Pero hay indicadores simples que hablan elocuentemente de la ruta cumplida en estos 50 años. Entre 1958 y el 2008 el Producto Interno Bruto de Cuba descendió del tercero al vigesimoprimer lugar entre los 31 países de América Latina. La deuda externa creció de $100 millones a $16,000 millones y el déficit de la balanza comercial subió de $39 millones a $10,000 millones. La producción azucarera apenas alcanza el millón de toneladas, obligando a la isla a importar azúcar de Colombia y Brasil. Las cabezas de ganado se redujeron de 5.7 millones a 3.8 millones. El país que tenía en los 50 el más alto índice de televisores y teléfonos de la región, también ha descendido sitiales considerables en estos rubros, para no hablar del acceso a la telefonía celular y la internet, uno de los más bajos del mundo.

A estas alturas, también se han erosionado los puntales de la vitrina castrista en materia de salud, educación y deportes, y las bondades humanitarias del sistema no han logrado detener el éxodo de cubanos hacia los más remotos puntos del planeta. El último plebiscito lo han ejercido esta semana los miles de cubanos apostados frente a la Embajada de España en la Habana para reclamar la nacionalidad (y especialmente, el pasaporte) de sus ascendientes españoles.

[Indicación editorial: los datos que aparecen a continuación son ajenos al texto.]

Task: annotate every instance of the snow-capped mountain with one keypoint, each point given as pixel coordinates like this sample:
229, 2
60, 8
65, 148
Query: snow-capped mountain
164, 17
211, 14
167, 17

Un 10 por ciento de la población cubana está en la diáspora y el pronóstico para los años venideros no apunta a un panorama diferente. Quizás sea esta estadística la prueba más rotunda de una revolución que prometió adecentar la patria para hacerla un lugar de confluencias para todos los cubanos que habían marchado al exilio. Desde los días previos a sus combates en la Sierra Maestra, Fidel Castro tenía claro que escapar de un país constituye un incuestionable signo del desencanto ciudadano y así lo expresó en un artículo publicado en el periódico La Calle, el 17 de junio de 1955: "¡A qué grado de rebajamiento moral, de desenfreno y de odio mezquino se ha llegado! Si las cosas siguen en Cuba como van, no nos quedará más remedio que disponernos a morir, o ir buscando un lugar del mundo a donde emigren todos los cubanos, porque aquí no se puede ya vivir''.

Un siglo después de frustraciones políticas, sumando 50 años de república incompleta y otros tantos de desvarío castrista, el pueblo cubano merece cruzar la puerta hacia una época de renacimiento nacional.